――星河と想いが繋がった運命のあの日から二日後。

 私は新しい父親と生活を共にする為に母親と一緒に九州へ向かった。
 飛行機の窓から見えた景色は未来へ向かっている。
 父親がいない生活が長かった分、期待より不安の方が大きかった。でも、広大な敷地から眺めていたら不安なんてすぐに吹っ飛んだ。
 星河と会えなくなって寂しいけど、同時に夢も見つかったからこれからはその夢を叶えるために頑張っていこうと思う。


 新しい学校ではすぐに友達が出来た。
 「彼氏はいるの?」という問いかけに自信を持って頷く私。何故なら、星河が彼氏でいることを誇りに思っているから。
 そして、私も誇りに思ってもらえるように夢に向かって勉強を始めた。

 街の洋菓子店でショートケーキを見ると思い出す。毎日がドラマチックに包まれていたことを。

 あの時はもっと早く気持ちに気づいていれば、今より沢山幸せな時間を過ごしていただろう。そう考えるだけで少し悔しい。
 だから、いまこの瞬間も小さなドラマチックを見逃さないように日々感謝しながら生きている。


 ――そして、二十二歳。
 大学を卒業してから都内の飲食系のコンサルティング会社に就職した。
 私の夢はフードコーディネーター。これは、郁哉先輩と夢について語っている時に思い浮かんだ。
 趣味は料理の写真を撮ってインスタにアップすることだったから、将来的には星河が作ったスイーツを世に広めていこうと思った。

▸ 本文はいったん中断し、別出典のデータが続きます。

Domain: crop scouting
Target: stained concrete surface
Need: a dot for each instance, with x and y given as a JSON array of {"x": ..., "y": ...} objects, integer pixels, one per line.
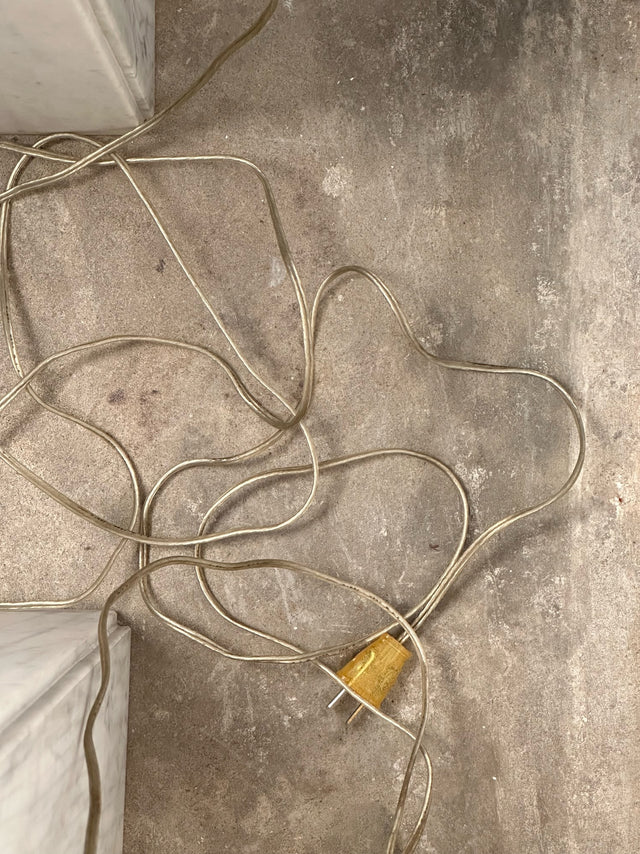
[{"x": 484, "y": 159}]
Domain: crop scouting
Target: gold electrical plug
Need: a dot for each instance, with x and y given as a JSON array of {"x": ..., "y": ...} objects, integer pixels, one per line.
[{"x": 374, "y": 670}]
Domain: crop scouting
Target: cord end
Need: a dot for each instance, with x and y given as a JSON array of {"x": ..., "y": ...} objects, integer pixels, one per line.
[{"x": 374, "y": 670}]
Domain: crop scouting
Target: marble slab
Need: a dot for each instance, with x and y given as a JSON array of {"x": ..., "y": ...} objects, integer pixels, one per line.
[
  {"x": 82, "y": 65},
  {"x": 43, "y": 780}
]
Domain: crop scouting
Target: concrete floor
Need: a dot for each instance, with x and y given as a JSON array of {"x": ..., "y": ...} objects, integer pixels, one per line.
[{"x": 484, "y": 159}]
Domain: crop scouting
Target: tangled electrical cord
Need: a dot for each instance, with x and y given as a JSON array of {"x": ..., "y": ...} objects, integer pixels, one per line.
[{"x": 290, "y": 418}]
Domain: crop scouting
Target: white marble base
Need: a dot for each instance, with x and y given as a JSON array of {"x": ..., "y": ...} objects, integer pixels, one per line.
[
  {"x": 76, "y": 65},
  {"x": 49, "y": 675}
]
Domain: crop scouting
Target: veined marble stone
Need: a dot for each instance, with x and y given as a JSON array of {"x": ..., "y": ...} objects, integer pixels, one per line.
[
  {"x": 76, "y": 65},
  {"x": 49, "y": 676}
]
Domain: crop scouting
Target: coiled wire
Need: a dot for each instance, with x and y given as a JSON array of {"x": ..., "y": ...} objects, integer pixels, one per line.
[{"x": 282, "y": 415}]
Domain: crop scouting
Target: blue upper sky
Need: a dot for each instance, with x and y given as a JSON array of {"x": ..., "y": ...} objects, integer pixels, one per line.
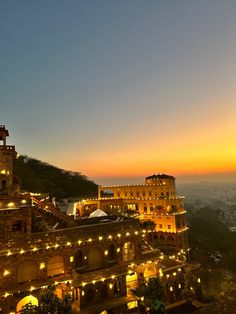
[{"x": 120, "y": 88}]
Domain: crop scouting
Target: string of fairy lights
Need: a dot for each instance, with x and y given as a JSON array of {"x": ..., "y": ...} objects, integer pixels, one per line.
[
  {"x": 111, "y": 277},
  {"x": 9, "y": 252}
]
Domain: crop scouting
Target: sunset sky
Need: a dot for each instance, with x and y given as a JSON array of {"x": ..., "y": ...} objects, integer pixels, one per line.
[{"x": 119, "y": 90}]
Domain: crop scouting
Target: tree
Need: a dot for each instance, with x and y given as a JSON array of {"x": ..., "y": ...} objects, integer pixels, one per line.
[
  {"x": 50, "y": 303},
  {"x": 226, "y": 303},
  {"x": 151, "y": 295}
]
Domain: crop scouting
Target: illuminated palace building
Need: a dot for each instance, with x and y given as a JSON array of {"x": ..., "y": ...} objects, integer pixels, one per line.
[
  {"x": 97, "y": 260},
  {"x": 155, "y": 200}
]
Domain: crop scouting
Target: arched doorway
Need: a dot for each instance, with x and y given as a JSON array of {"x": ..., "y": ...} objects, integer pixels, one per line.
[
  {"x": 17, "y": 226},
  {"x": 131, "y": 282},
  {"x": 26, "y": 300},
  {"x": 95, "y": 258},
  {"x": 3, "y": 185},
  {"x": 79, "y": 260},
  {"x": 89, "y": 295},
  {"x": 128, "y": 252},
  {"x": 55, "y": 266},
  {"x": 27, "y": 271}
]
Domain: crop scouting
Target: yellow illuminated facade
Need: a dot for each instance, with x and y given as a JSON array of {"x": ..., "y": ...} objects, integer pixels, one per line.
[{"x": 155, "y": 200}]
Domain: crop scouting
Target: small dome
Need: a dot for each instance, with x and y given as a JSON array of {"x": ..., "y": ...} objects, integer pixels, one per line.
[{"x": 97, "y": 213}]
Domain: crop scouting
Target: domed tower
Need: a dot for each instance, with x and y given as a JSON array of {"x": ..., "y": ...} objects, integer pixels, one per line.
[{"x": 7, "y": 155}]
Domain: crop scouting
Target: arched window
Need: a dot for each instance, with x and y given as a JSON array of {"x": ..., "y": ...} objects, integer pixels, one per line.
[
  {"x": 162, "y": 238},
  {"x": 17, "y": 226},
  {"x": 1, "y": 277},
  {"x": 155, "y": 236},
  {"x": 95, "y": 258},
  {"x": 3, "y": 185},
  {"x": 116, "y": 287},
  {"x": 26, "y": 300},
  {"x": 27, "y": 271},
  {"x": 112, "y": 252},
  {"x": 89, "y": 295},
  {"x": 55, "y": 266},
  {"x": 128, "y": 252},
  {"x": 79, "y": 259},
  {"x": 103, "y": 291}
]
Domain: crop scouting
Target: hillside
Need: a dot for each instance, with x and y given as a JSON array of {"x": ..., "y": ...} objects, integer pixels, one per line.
[{"x": 40, "y": 177}]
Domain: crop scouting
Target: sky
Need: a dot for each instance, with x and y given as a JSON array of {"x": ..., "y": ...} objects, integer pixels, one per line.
[{"x": 119, "y": 90}]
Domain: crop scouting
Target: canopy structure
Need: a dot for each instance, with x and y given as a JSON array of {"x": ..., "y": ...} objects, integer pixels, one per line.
[{"x": 97, "y": 213}]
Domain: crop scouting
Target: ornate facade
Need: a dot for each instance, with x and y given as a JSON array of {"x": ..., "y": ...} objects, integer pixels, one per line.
[
  {"x": 155, "y": 200},
  {"x": 97, "y": 260}
]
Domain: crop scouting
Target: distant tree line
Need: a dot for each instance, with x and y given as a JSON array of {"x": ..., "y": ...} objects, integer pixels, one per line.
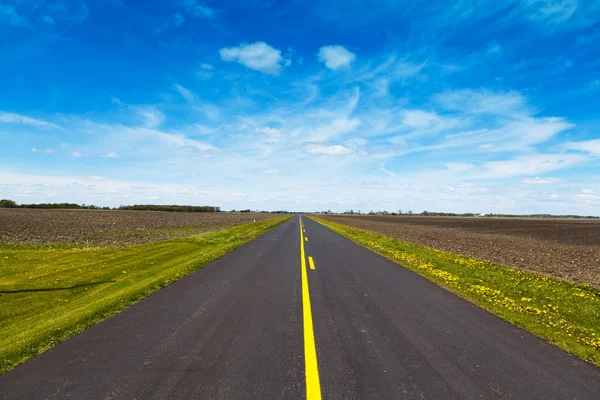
[
  {"x": 173, "y": 208},
  {"x": 63, "y": 206},
  {"x": 445, "y": 214},
  {"x": 141, "y": 207}
]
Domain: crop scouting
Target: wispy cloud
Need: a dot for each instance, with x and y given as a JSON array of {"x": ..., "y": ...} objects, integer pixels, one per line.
[
  {"x": 185, "y": 93},
  {"x": 336, "y": 57},
  {"x": 334, "y": 150},
  {"x": 12, "y": 118},
  {"x": 198, "y": 9},
  {"x": 258, "y": 56},
  {"x": 110, "y": 154},
  {"x": 540, "y": 181},
  {"x": 587, "y": 146},
  {"x": 10, "y": 16},
  {"x": 42, "y": 151}
]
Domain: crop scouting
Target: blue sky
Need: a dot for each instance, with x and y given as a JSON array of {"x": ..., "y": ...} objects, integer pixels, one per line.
[{"x": 303, "y": 105}]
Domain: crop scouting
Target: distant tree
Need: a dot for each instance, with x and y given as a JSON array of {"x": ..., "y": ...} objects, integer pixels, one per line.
[{"x": 8, "y": 204}]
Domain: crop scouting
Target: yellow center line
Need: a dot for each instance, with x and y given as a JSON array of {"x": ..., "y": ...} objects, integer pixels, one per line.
[{"x": 313, "y": 384}]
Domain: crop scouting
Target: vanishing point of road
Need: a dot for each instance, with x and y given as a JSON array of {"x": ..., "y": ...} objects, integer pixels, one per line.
[{"x": 301, "y": 312}]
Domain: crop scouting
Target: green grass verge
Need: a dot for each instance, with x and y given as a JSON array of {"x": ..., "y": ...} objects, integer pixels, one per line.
[
  {"x": 50, "y": 293},
  {"x": 565, "y": 314}
]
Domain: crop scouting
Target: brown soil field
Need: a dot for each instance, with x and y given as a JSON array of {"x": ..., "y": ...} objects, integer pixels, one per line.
[
  {"x": 111, "y": 228},
  {"x": 567, "y": 249}
]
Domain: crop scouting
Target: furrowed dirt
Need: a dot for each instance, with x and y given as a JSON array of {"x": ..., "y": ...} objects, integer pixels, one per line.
[
  {"x": 111, "y": 228},
  {"x": 567, "y": 249}
]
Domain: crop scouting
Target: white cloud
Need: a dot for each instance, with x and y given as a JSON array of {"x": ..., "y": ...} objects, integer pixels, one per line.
[
  {"x": 110, "y": 154},
  {"x": 11, "y": 17},
  {"x": 185, "y": 93},
  {"x": 258, "y": 56},
  {"x": 178, "y": 19},
  {"x": 271, "y": 132},
  {"x": 42, "y": 151},
  {"x": 336, "y": 57},
  {"x": 588, "y": 146},
  {"x": 530, "y": 164},
  {"x": 151, "y": 117},
  {"x": 197, "y": 9},
  {"x": 48, "y": 19},
  {"x": 511, "y": 104},
  {"x": 540, "y": 181},
  {"x": 12, "y": 118},
  {"x": 335, "y": 150},
  {"x": 553, "y": 11}
]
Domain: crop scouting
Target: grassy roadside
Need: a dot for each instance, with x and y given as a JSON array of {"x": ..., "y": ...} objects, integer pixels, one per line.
[
  {"x": 50, "y": 293},
  {"x": 563, "y": 313}
]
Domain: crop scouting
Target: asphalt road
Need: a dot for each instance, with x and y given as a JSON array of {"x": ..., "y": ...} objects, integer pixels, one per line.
[{"x": 256, "y": 325}]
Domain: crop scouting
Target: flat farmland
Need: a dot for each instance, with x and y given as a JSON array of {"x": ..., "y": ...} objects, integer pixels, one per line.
[
  {"x": 111, "y": 228},
  {"x": 567, "y": 249}
]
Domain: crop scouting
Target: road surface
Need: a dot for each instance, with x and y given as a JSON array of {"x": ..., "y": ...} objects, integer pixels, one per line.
[{"x": 294, "y": 315}]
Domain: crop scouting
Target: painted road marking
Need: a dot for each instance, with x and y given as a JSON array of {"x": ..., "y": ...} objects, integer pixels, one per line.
[{"x": 311, "y": 367}]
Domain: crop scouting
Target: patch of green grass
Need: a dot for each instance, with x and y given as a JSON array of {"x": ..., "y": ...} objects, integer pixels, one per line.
[
  {"x": 50, "y": 293},
  {"x": 565, "y": 314}
]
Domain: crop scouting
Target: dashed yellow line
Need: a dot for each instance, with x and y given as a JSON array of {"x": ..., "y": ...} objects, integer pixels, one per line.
[{"x": 311, "y": 367}]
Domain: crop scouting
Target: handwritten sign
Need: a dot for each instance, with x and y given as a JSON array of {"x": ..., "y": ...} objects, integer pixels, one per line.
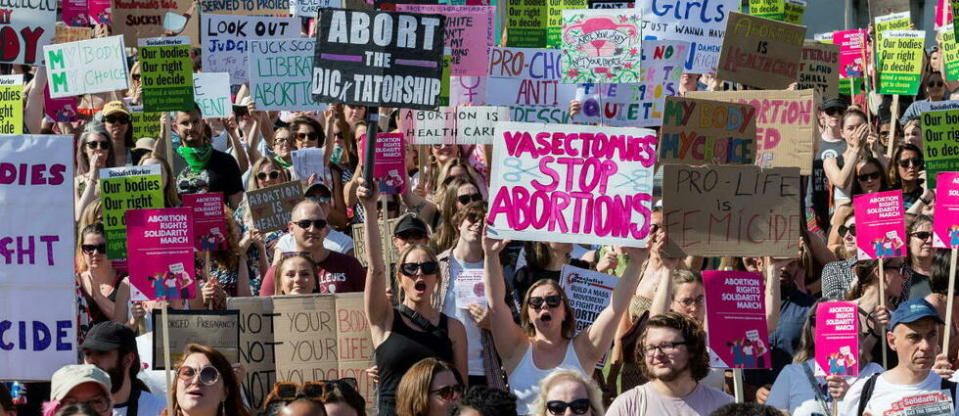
[
  {"x": 751, "y": 211},
  {"x": 736, "y": 320},
  {"x": 86, "y": 67},
  {"x": 37, "y": 190},
  {"x": 380, "y": 57},
  {"x": 880, "y": 228},
  {"x": 568, "y": 183},
  {"x": 271, "y": 206},
  {"x": 761, "y": 53},
  {"x": 837, "y": 339},
  {"x": 160, "y": 254},
  {"x": 700, "y": 131}
]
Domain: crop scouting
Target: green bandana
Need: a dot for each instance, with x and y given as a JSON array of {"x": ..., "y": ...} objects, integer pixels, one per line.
[{"x": 196, "y": 157}]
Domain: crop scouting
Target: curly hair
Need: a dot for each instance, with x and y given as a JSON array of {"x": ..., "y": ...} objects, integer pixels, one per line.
[{"x": 692, "y": 333}]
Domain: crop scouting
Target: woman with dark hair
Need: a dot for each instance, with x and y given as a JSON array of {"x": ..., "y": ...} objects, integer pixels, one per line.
[
  {"x": 546, "y": 334},
  {"x": 205, "y": 385}
]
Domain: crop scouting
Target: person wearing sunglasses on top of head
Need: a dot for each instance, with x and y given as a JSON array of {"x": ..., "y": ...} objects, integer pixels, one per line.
[
  {"x": 417, "y": 328},
  {"x": 545, "y": 339}
]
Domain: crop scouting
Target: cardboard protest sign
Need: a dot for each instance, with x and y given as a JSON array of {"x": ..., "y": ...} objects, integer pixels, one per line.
[
  {"x": 589, "y": 292},
  {"x": 166, "y": 73},
  {"x": 900, "y": 64},
  {"x": 736, "y": 320},
  {"x": 880, "y": 227},
  {"x": 636, "y": 104},
  {"x": 209, "y": 223},
  {"x": 160, "y": 254},
  {"x": 703, "y": 29},
  {"x": 11, "y": 104},
  {"x": 281, "y": 73},
  {"x": 216, "y": 329},
  {"x": 751, "y": 210},
  {"x": 945, "y": 224},
  {"x": 38, "y": 299},
  {"x": 819, "y": 69},
  {"x": 761, "y": 53},
  {"x": 700, "y": 131},
  {"x": 460, "y": 125},
  {"x": 786, "y": 124},
  {"x": 601, "y": 46},
  {"x": 271, "y": 206},
  {"x": 123, "y": 189},
  {"x": 26, "y": 26},
  {"x": 463, "y": 34},
  {"x": 226, "y": 41},
  {"x": 569, "y": 183},
  {"x": 380, "y": 56},
  {"x": 211, "y": 91},
  {"x": 837, "y": 339},
  {"x": 86, "y": 67}
]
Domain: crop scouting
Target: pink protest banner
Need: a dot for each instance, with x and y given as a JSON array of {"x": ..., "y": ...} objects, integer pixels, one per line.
[
  {"x": 945, "y": 224},
  {"x": 571, "y": 183},
  {"x": 851, "y": 44},
  {"x": 880, "y": 229},
  {"x": 160, "y": 254},
  {"x": 736, "y": 320},
  {"x": 837, "y": 339},
  {"x": 209, "y": 224}
]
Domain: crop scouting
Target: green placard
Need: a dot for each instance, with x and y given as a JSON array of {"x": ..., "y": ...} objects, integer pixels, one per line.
[
  {"x": 122, "y": 189},
  {"x": 166, "y": 71},
  {"x": 940, "y": 138}
]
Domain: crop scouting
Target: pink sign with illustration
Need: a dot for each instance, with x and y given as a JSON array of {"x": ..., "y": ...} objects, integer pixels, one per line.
[
  {"x": 945, "y": 224},
  {"x": 880, "y": 228},
  {"x": 161, "y": 254},
  {"x": 736, "y": 320},
  {"x": 209, "y": 224},
  {"x": 837, "y": 339}
]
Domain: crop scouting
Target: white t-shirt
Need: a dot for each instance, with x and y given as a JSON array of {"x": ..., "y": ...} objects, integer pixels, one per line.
[
  {"x": 793, "y": 393},
  {"x": 890, "y": 399}
]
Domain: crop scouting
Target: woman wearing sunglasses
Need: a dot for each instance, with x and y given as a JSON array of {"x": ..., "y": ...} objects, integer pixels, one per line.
[
  {"x": 568, "y": 392},
  {"x": 545, "y": 339},
  {"x": 205, "y": 385},
  {"x": 416, "y": 329}
]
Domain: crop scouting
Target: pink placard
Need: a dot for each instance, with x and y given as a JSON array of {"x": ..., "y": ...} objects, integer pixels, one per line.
[
  {"x": 851, "y": 44},
  {"x": 736, "y": 317},
  {"x": 945, "y": 224},
  {"x": 209, "y": 224},
  {"x": 880, "y": 228},
  {"x": 161, "y": 254},
  {"x": 837, "y": 339}
]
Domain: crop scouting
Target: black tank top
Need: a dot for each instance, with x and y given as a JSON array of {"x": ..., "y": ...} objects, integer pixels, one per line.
[{"x": 404, "y": 347}]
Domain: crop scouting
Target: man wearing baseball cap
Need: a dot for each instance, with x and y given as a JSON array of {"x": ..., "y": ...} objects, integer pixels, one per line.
[
  {"x": 112, "y": 347},
  {"x": 83, "y": 383},
  {"x": 911, "y": 386}
]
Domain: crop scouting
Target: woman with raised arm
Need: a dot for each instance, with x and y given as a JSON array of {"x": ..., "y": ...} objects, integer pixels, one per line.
[
  {"x": 547, "y": 338},
  {"x": 415, "y": 329}
]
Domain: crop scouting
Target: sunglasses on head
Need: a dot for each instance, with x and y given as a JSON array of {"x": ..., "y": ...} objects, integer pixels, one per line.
[
  {"x": 208, "y": 374},
  {"x": 552, "y": 301},
  {"x": 411, "y": 269},
  {"x": 558, "y": 407}
]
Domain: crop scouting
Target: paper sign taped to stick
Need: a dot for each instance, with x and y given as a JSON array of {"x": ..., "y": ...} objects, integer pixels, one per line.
[
  {"x": 378, "y": 58},
  {"x": 37, "y": 304},
  {"x": 569, "y": 183},
  {"x": 751, "y": 211},
  {"x": 786, "y": 124},
  {"x": 880, "y": 227},
  {"x": 761, "y": 53},
  {"x": 216, "y": 329}
]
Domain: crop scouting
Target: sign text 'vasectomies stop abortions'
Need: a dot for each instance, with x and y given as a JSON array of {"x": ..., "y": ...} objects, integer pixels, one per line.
[{"x": 569, "y": 183}]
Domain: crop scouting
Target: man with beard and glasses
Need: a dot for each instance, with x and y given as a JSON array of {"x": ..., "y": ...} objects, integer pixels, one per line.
[
  {"x": 673, "y": 357},
  {"x": 112, "y": 347}
]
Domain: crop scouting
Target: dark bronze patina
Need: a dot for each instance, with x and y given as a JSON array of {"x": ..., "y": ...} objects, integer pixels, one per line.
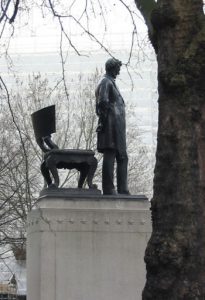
[
  {"x": 111, "y": 130},
  {"x": 54, "y": 158}
]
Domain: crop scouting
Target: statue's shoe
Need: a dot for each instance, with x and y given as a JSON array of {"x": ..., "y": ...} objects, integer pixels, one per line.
[
  {"x": 124, "y": 192},
  {"x": 110, "y": 192}
]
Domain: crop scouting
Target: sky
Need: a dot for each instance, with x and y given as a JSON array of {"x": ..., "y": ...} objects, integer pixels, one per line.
[
  {"x": 35, "y": 48},
  {"x": 38, "y": 31}
]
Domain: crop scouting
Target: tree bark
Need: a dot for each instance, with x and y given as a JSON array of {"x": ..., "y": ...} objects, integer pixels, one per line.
[{"x": 175, "y": 255}]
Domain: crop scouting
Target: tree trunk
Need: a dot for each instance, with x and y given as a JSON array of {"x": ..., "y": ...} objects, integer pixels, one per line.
[{"x": 175, "y": 255}]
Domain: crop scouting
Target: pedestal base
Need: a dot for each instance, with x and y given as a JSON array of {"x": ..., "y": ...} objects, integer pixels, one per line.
[{"x": 87, "y": 249}]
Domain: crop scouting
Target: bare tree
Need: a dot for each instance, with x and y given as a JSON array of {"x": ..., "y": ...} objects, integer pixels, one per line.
[
  {"x": 175, "y": 253},
  {"x": 76, "y": 125}
]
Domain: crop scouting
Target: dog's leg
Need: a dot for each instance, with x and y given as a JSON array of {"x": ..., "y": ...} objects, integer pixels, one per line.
[
  {"x": 92, "y": 168},
  {"x": 83, "y": 175}
]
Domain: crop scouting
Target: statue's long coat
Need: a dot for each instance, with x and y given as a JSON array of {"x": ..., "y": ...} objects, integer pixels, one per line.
[{"x": 110, "y": 108}]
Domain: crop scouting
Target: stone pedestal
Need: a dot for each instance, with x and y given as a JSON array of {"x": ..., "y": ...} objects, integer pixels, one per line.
[{"x": 87, "y": 247}]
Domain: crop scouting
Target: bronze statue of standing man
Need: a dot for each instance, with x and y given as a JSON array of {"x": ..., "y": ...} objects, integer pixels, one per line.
[{"x": 111, "y": 130}]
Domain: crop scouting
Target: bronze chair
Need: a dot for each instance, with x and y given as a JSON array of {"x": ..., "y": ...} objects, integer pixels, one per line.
[{"x": 54, "y": 158}]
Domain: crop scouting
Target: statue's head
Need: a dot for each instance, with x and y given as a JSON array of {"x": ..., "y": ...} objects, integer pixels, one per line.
[{"x": 112, "y": 67}]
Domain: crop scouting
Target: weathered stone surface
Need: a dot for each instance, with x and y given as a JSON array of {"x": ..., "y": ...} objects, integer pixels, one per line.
[{"x": 86, "y": 249}]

 私と星河の夢が重なったあの日、先輩からの告白を断った。
 確かに彼は文句のつけどころがないほどステキな人だったけど、私が思い描いていたドラマチックとは違っていた。


 星河は専門学校卒業後、洋菓子店に就職。
 メッセージで定期的に送られてくるスイーツの写真を見て、パティシエコンテストに打ち込んでいた当初を思い出しながら顔をほころばせていた。
 でも、写真を見る度に会いたい気持ちがパンパンに膨れ上がって、バイトの給料を航空券代とホテル代に引き換えにして何度も何度も会いに行った。


 ――でも、今日からはそれが必要ない。
 何故なら両親と離れて、五年ぶりの都内で一人暮らしをすることになったから。
 キッチンが広めの1Kマンションを選んだのは、いつでも仕事が出来るように。
 今日は午前中に荷物の搬入が終わって、いまは片付け中。
 夕方からは、星河がお祝いにかけつけてくれる。そう思うだけで自然と鏡を見る回数が増えた。


 彼とは四ヶ月ぶりの再会。
 会いたくて、会いたくて……。
 何をしていても落ち着かないし、会ったらどんな話をしようかとか考えている。
 でも、一番大切なことは……。


 ピーンポーン……。
 インターフォンが鳴ると、待ち望んでいた耳が荷物を片していた身体を起こした。
 玄関に走り向かって扉を開けると、そこにはホールケーキの箱を持った彼が。
 会う直前まで第一声は何て言おうかなとか考えてたけど、いざ顔を見たら考えるより先に彼の首に両手を回していた。

 そして耳元で言った。
 五年前のあの日に二人で約束した”あの言葉”を……。